Climate change impacts may reduce the ability of low-income populations to migrate to new areas by 2100, according to a new study. Using an integrated assessment model (IAM) that includes income distributions and migration dynamics, researchers explore how different climate scenarios could affect global migration patterns by the end of the century. They find that under moderate development and climate scenarios, migration of the lowest-income people will decrease by 10%, as compared to 35% for “more pessimistic scenarios including catastrophic damages”. They write that this “would leave resource-constrained populations extremely vulnerable to both subsequent climate change impacts and increased poverty”.
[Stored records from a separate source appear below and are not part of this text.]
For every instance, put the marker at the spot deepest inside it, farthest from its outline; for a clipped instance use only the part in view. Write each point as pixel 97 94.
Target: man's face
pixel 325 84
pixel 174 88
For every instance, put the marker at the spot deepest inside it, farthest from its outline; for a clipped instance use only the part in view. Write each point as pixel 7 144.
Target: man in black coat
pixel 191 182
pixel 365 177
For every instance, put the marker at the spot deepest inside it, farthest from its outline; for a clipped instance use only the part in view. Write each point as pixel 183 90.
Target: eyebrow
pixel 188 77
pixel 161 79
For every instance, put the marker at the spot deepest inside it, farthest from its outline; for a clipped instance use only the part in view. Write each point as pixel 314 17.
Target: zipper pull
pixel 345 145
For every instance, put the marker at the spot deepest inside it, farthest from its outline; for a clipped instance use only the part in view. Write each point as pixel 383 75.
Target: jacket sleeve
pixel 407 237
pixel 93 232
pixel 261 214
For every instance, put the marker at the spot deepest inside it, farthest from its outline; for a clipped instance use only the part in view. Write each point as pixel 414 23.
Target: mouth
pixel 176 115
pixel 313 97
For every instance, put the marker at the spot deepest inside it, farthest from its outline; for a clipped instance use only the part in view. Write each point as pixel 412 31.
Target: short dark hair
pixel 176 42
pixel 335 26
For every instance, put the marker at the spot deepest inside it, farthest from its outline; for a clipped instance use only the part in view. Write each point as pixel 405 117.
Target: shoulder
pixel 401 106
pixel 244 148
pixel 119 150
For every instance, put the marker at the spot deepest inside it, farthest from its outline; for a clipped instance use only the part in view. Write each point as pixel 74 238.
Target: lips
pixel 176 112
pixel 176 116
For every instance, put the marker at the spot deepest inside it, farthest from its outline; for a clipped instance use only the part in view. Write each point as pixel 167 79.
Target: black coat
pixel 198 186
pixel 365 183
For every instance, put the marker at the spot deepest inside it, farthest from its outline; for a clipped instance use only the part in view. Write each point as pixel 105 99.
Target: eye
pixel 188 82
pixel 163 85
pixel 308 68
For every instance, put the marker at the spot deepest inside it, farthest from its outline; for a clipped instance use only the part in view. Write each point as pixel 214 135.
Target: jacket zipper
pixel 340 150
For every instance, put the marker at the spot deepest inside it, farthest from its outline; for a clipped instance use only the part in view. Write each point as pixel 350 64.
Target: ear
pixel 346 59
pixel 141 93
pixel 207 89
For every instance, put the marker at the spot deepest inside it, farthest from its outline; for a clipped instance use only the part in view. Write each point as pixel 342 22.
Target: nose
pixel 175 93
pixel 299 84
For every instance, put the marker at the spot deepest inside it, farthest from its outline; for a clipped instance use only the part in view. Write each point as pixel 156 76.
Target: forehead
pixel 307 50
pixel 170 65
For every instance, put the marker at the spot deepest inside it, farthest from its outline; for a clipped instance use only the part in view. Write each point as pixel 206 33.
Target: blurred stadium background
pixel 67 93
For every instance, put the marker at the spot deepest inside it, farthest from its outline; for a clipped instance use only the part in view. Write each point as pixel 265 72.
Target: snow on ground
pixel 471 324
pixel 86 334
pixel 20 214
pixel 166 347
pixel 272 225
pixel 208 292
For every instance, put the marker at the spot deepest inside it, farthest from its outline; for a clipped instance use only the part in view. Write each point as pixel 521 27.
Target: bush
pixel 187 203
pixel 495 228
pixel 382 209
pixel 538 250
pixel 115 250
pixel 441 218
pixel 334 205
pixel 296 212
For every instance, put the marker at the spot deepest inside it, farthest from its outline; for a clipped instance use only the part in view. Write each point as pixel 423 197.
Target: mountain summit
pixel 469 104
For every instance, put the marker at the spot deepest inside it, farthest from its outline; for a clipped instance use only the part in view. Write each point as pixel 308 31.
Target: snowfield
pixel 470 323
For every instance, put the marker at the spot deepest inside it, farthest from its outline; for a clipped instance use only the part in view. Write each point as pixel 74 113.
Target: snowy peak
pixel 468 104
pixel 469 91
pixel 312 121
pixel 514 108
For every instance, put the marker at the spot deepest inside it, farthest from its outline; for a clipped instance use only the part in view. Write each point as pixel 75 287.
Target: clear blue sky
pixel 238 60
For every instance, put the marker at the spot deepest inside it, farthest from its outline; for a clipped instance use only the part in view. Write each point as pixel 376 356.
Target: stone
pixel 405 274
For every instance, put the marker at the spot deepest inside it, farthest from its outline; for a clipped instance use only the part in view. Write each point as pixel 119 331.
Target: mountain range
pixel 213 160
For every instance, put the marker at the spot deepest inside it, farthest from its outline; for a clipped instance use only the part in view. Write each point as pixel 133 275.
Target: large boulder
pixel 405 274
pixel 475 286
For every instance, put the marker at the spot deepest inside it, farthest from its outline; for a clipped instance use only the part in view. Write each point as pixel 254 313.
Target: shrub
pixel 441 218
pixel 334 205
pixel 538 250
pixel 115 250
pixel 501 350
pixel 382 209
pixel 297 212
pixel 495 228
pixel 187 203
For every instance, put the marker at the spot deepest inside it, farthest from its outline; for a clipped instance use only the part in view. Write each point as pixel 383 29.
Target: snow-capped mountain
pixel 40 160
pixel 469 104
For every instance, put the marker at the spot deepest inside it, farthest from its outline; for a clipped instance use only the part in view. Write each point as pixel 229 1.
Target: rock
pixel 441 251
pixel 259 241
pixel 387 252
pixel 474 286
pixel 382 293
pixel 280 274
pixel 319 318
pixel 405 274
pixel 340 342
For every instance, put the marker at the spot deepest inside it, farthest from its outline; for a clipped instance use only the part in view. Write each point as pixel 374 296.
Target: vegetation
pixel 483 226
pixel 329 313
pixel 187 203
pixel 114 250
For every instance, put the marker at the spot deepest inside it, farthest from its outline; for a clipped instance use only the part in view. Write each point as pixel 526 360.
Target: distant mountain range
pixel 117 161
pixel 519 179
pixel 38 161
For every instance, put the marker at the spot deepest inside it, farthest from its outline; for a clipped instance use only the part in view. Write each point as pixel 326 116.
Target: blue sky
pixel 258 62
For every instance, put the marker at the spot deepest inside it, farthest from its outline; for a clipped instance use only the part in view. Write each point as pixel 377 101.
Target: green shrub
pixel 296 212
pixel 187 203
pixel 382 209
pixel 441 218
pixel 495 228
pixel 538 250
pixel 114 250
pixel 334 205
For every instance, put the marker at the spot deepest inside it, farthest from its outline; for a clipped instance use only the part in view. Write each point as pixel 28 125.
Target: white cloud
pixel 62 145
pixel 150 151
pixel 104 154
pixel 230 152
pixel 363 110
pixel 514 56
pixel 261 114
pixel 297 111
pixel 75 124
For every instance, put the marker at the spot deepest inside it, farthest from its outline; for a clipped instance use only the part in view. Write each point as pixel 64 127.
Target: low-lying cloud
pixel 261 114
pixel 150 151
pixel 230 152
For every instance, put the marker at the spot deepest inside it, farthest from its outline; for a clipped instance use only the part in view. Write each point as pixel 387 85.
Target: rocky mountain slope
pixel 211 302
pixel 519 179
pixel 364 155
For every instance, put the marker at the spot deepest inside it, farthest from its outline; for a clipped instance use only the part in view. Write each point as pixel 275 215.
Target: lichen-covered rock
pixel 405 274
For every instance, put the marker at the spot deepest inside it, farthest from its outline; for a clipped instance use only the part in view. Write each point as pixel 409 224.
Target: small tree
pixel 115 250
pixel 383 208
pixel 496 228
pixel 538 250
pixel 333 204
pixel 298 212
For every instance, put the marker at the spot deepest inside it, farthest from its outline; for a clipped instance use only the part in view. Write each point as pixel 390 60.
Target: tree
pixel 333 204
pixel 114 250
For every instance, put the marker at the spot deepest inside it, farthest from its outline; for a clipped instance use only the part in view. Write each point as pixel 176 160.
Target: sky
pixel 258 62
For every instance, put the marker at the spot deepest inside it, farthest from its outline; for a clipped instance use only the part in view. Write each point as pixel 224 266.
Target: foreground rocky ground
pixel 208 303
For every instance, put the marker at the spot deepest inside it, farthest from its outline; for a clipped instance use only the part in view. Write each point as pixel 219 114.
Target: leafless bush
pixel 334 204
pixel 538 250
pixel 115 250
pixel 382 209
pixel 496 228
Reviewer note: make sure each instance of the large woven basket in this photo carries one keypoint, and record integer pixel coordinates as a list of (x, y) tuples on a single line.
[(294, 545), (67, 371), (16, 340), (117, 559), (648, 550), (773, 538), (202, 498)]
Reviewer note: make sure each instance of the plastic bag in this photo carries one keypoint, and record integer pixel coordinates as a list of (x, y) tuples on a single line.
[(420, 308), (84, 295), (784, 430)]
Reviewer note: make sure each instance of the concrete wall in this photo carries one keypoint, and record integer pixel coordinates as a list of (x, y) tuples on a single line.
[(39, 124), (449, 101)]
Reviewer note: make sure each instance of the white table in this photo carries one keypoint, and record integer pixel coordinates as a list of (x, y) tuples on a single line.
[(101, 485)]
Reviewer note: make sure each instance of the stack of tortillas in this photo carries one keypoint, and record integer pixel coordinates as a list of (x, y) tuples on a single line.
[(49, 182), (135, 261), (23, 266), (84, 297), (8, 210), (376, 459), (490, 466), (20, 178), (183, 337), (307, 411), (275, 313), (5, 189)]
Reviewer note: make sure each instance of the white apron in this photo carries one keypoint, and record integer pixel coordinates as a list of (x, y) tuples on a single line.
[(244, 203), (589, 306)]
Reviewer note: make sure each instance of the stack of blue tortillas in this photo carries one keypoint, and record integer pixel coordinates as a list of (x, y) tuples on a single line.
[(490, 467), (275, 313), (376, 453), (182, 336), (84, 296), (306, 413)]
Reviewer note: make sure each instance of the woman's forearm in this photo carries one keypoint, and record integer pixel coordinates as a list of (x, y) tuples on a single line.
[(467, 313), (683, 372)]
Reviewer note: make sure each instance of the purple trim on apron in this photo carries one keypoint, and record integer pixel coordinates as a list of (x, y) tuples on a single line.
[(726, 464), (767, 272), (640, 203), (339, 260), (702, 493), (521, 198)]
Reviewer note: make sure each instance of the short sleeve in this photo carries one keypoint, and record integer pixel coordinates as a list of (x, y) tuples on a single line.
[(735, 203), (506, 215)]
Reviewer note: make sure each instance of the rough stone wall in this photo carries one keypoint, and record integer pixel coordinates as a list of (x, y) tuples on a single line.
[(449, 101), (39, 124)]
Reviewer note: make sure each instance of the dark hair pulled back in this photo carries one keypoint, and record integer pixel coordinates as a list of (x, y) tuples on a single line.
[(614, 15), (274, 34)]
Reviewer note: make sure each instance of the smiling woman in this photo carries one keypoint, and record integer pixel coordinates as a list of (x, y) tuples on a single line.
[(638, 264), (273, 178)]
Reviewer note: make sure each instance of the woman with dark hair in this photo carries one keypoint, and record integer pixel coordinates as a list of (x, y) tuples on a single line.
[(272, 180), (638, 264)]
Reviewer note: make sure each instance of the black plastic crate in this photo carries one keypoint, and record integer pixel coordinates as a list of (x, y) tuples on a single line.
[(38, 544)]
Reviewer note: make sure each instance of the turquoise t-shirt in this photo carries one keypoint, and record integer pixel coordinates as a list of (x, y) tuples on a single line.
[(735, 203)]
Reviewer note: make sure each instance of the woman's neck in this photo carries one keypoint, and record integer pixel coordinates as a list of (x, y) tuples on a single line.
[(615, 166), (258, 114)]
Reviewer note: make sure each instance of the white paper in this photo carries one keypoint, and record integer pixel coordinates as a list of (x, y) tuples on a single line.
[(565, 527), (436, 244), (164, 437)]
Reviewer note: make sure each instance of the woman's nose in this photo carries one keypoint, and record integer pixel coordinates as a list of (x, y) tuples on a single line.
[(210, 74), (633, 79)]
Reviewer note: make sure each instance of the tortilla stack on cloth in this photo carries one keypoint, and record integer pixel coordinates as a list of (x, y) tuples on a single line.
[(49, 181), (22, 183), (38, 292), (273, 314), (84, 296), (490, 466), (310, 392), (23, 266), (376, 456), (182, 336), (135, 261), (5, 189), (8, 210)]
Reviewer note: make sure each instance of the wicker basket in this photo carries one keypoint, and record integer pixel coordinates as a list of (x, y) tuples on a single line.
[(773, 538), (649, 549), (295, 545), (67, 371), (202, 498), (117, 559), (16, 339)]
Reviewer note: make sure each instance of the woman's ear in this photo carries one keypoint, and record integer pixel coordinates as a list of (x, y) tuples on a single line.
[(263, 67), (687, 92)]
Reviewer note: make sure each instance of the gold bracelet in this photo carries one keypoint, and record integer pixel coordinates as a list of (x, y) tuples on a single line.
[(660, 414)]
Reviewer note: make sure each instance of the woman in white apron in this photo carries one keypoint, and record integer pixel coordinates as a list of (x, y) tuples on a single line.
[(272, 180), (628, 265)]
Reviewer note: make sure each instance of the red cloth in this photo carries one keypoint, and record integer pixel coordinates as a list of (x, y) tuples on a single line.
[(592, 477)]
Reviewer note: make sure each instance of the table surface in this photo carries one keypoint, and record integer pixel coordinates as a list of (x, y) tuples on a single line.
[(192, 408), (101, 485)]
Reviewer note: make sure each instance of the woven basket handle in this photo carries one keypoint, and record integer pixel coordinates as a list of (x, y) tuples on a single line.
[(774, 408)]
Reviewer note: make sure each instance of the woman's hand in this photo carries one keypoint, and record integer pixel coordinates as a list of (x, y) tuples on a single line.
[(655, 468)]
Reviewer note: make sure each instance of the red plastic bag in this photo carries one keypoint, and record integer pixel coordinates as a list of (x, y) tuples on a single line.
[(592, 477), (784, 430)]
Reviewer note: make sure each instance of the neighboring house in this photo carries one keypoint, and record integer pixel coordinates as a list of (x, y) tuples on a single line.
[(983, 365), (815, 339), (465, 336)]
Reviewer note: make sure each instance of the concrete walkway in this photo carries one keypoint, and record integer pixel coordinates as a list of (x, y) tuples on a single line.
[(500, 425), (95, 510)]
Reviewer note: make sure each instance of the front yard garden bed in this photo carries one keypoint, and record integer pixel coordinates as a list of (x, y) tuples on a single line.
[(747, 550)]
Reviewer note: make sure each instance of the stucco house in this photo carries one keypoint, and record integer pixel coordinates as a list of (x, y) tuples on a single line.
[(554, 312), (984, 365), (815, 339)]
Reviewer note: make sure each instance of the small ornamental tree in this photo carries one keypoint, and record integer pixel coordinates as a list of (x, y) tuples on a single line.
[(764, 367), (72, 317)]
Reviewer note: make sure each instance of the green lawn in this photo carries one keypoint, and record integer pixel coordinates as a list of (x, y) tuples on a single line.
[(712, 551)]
A new study finds that Arctic shrubbery has a cooling effect on subsurface permafrost during the wintertime, but that this effect is reversed in the spring. Researchers use meteorological and soil data from the Canadian Arctic, then model the heat transfer through the soil. They find that the shrubs act as a “thermal bridge” through the snow, providing a cooling effect of 1.21C during the winter months. The overall effect is likely to vary from place to place, the authors say, and these processes “may have an important impact on projected greenhouse gas emissions by permafrost”.